It's been shellfish every other day of late, but today we'll cast our eyes on another portion of the study of comparative longevity and differing metabolism between species. Birds and bats are both interesting for what they tell us about how metabolic processes determine species longevity:
Bats and birds live substantially longer on average than non-flying mammals of similar body size. The combination of small body size, high metabolic rates, and long lifespan in bats and birds would not seem to support oxidative theories of ageing that view senescence as the gradual accumulation of damage from metabolic byproducts. However, large-scale comparative analyses and laboratory studies on a few emerging model species have identified multiple mechanisms for resisting oxidative damage to mitochondrial DNA and cellular structures in both bats and birds.
New techniques for determining the age of free-living, wild individuals, and robustly-supported molecular phylogenies, are under development and will improve the efforts of comparative biologists to identify ecological and evolutionary factors promoting long lifespan. In the laboratory, greater development of emerging laboratory models and comparative functional genomic approaches will be needed to identify the molecular pathways of longevity extension in birds and bats.

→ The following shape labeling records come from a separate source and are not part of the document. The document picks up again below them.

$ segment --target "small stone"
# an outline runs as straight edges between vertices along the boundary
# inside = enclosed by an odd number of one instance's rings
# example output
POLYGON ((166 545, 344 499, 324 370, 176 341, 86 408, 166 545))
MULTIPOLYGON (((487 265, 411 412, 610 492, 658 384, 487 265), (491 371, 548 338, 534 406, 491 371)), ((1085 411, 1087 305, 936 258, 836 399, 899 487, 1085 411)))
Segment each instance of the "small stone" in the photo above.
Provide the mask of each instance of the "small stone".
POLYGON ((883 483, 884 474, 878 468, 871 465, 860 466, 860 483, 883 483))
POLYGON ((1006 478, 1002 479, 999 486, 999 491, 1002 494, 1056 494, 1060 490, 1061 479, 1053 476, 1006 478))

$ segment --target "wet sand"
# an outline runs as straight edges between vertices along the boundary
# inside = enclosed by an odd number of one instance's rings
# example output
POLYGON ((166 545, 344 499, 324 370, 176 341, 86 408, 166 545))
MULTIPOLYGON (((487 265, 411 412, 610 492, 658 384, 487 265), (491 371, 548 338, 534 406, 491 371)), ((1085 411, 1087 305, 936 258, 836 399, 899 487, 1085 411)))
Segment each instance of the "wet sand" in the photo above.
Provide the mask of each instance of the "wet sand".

You can also see this sort of biochemical and life expectancy difference in naked mole rats versus other rodents. In the mole-rat case, unlike bats, older animals have a great deal of oxidative damage, but don't seem to be particularly affected by it. That tells us that there are at least a couple of different ways in which the average mammal's metabolism might be made better with respect to oxidative damage - in the sense of being engineered for longer life.
What is learned from bats and naked mole-rats will no doubt be a quite different set of optimizations to those associated with calorie restriction, insulin metabolism, p53 and telomerase, or any of the other longevity mutations and changes demonstrated in recent years. Hypothetically, one could imagine a mouse breed engineered to possess all of these mutations and engineered changes in parallel - and I suspect it won't be too many more years before a research group undertakes that project in earnest.
Still, will this be relevant to those of us reading this today? I suspect not. Upgrading human metabolism is a 2030s project, and something that will plausibly only slow aging. Not so great for those of us who will be pushing 60, 70, or more by then. The best development programs are those that focus on repair rather than enhancement: fix the damage rather than changing the mechanisms to cause less damage. It is repair that is the path to rejuvenation, or reversing the progression of aging in our cells, tissues, and organs.
Sadly, repair is not the primary focus of the aging research community. Most of the pro-longevity researchers are firmly in favor of metabolic engineering to slow aging, and largely focused on the use of drugs to achieve that goal.